Bayesian online changepoint detection for multivariate data
sokolov-alex opened this issue · 16 comments
Is it possible to make Ryan Adams algorithm to work on multivariate data too?
As far as I can see, the change should be relatively easy, but a bit time consuming. It's only updating the student t distribution to handle multivariate data correctly. It is not yet in scipy, though, AFAIK, so it would need a bit of time to get it in there.
Would you feel confident enough to translate e.g. the wiki article on multivariate student t distributions to a scipy.stats.multivariate_t
?
I have found a multivariate student t distribution implementation, but I didn't yet find out how to change the update_theta function to handle multivariate data.
You would want to mimic numpy.random.multivariate_normal as that is the main call from scipy.stats.multivariate_normal (the rest is type and size checking). If we just want a local version, that should be fine.
Hi @sokolov-alex : Did you find a way to update the theta function?
Depending on your goal it might be good enough to implement a multivariate T, which assumes the input variables to be independent. Though this will not capture a change in covariance structure, it might still be useful depending on what you are looking for. On top of that the implementation of this is rather simple.
Hello friends, as I can see: Modeling Changing Dependency Structure in
Multivariate Time Series
So you already added this functionality to detect a change in multivariate time series?

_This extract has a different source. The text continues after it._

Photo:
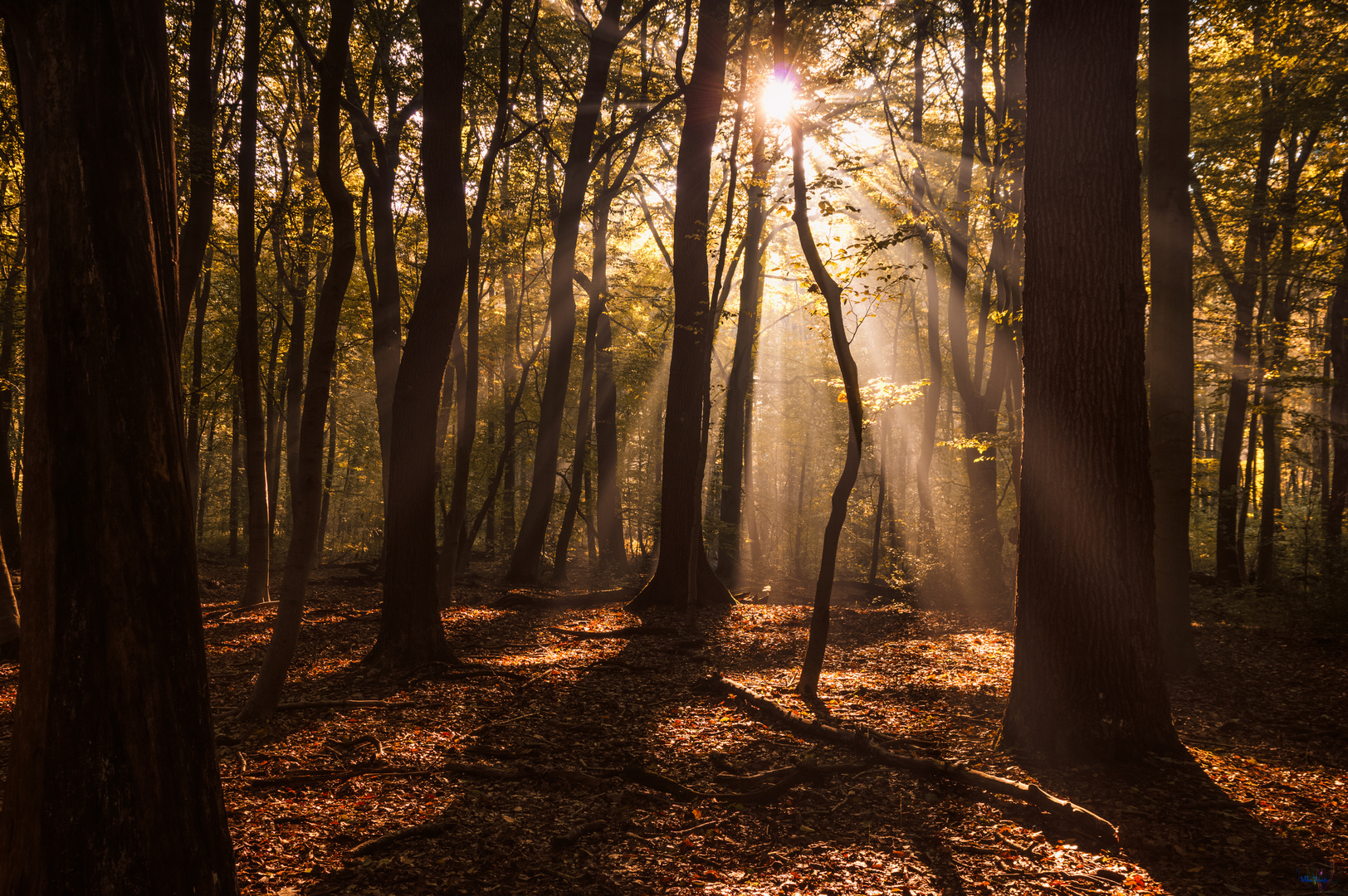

it would great to have it.
Let's say I have 9 time series and small change happen in which of them. This change is not enough to detect by analyzing each one individually, but some aggregation may help?
Or 5 of them changed and 4 not, so still change will be detected with some probability ?
Hi all!
Are there any changes?
Good question
I note that, as of this month, scipy now includes an implementation of the PDF for the multivariate t-distribution: https://docs.scipy.org/doc/scipy/reference/release.1.6.0.html#scipy-stats-improvements.
Does that make this easy to implement?
I've also found an R implementation of this algorithm that works on multivariate data, which I think could be used as a meaningful reference. In particular, their "update theta" function is here: <deleted as from GPLv3 licensed code>
I reckon I can give this a shot. Is it okay to reference a book or paper for the maths without breaking the MIT license?
Draft PR in #26. Happy if anyone with a better grasp of the stats runs an eye over my code.
Can we now close this issue as #26 has been merged?